Tracking Error and Portfolio Diversification Using Mutual Funds and ETFs
Mark Potter
August 7, 2014
Current practice and research in portfolio asset allocation employs necessary assumptions about which securities and asset classes are held in particular proportions in order to arrive at an “optimal” mix of investments. These studies typically employ the average performance in the input process, yet it is unlikely that investors hold average funds, and that the specific funds they own exhibit tracking error. We find that when we examine a representative investor year, 2013, mutual funds outperformed ETFs and ETFs exhibited a greater degree of risk. ETFs had lower expenses but a greater tracking error. In addition, simulations revealed that it took twice as many ETFs to reduce tracking error compared to mutual funds. Finally, key variables that drive tracking error for both traditional mutual funds and ETFs are a manager’s experience and whether the fund employs leverage.
Retirement Risk, Rising Equity Glidepaths, and Valuation-Based Asset Allocation
Michael Kitces and Wade Pfau
September 16, 2014
This research investigates two types of dynamic asset allocation strategies (predetermined equity glidepaths and valuation-based asset allocation) for retirees using U.S. historical data. We analyze fixed asset allocations, traditional declining equity glidepaths, rising equity glidepaths, accelerated traditional and rising glidepaths, valuation-based allocations tethered around a fixed allocation, and glidepaths with valuation-based overlays. With U.S. historical data, it is difficult to beat a strategy which maintains a consistently high allocation to stocks (especially as measured by terminal median wealth), to the extent that a retiree’s risk tolerance allows for this, and subject to the caveat that high stock allocations cannot always be expected to do as well in the future. However, when we consider retirements beginning in varying valuation environments (as defined by the level of Robert Shiller’s cyclically-adjusted price-earnings ratio relative to its then-current historical median), we find the potential for different dynamic allocation strategies to help retirees sustain higher spending levels with lower average stock allocations in certain situations. When retirements begin in overvalued market environments (which reflects the situation for new retirees today), an accelerated rising equity glidepath has shown much potential to provide downside risk protection for retirees by minimizing equity exposure when an adverse market event would have the greatest impact. In other valuation environments, historical worst-case scenario sustainable withdrawal rates were highest with valuation-based asset allocation strategies, which maintain a midrange average stock allocation but adjust higher or lower when markets are deemed undervalued or overvalued, respectively.

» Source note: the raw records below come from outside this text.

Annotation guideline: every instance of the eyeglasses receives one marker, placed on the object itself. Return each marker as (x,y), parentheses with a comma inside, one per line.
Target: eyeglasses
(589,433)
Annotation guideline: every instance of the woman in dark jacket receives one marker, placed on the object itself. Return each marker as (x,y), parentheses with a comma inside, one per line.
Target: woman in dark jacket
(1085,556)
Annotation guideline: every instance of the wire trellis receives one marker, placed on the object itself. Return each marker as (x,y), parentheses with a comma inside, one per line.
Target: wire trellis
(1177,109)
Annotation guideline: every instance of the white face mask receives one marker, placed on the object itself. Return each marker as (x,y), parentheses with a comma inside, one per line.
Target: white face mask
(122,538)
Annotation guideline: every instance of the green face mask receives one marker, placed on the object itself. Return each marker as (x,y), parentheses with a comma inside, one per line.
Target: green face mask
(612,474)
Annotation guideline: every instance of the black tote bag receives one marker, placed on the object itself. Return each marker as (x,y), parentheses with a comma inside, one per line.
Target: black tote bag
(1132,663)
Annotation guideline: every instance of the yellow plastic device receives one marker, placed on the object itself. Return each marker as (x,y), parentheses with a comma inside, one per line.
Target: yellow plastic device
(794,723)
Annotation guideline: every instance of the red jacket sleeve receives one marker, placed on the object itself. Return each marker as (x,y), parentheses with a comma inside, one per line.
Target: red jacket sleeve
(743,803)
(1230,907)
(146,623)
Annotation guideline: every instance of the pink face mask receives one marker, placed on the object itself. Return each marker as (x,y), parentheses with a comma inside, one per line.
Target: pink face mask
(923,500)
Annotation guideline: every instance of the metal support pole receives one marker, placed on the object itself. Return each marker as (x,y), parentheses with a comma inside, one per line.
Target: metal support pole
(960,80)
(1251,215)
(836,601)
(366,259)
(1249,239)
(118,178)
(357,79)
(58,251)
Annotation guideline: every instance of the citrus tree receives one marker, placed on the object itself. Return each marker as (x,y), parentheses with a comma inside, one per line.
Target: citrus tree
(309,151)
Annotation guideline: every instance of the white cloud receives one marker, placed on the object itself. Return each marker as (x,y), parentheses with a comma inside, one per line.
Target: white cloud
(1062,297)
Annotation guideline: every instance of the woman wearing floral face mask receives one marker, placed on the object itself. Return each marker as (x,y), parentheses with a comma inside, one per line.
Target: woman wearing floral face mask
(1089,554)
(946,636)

Tactical Timing of Low Volatility Equity Strategies
Sanne De Boer and James H. Norman
September 5, 2014
Many investors we speak to are interested in making a strategic allocation to low volatility equities to help them better meet their investment objectives. The appeal of this strategy is clear. Low volatility stocks have historically delivered higher returns with lower risk than the capitalization-weighted market. Moreover, the behavioral and market-structural forces that have been suggested as possible explanations are inherently hard to change, which means the anomaly might not readily disappear. However, we often hear two tactical concerns about the timing of an allocation. The first is that relative valuation of low volatility stocks may be expensive compared to the rest of the market so they should wait for more attractive levels. The second is that low volatility stocks, which tend to pay higher dividends, may underperform against the back-drop of potential rate increases. In this research note we examine the validity of these concerns and also incorporate macro-economic and market considerations by researching which factors have been good drivers and predictors of global low volatility equities’ performance relative to the capitalization-weighted index since 1980. We consider valuation levels, the market environment, and the macro-economic backdrop. We find that relative valuation levels have not been a good predictor of low volatility equities’ relative return. In addition, while low volatility equities’ performance was indeed more sensitive to interest rate changes than the capitalization-weighted index, both delivered similar risk-adjusted returns (Sharpe ratios) in rising-rates environments.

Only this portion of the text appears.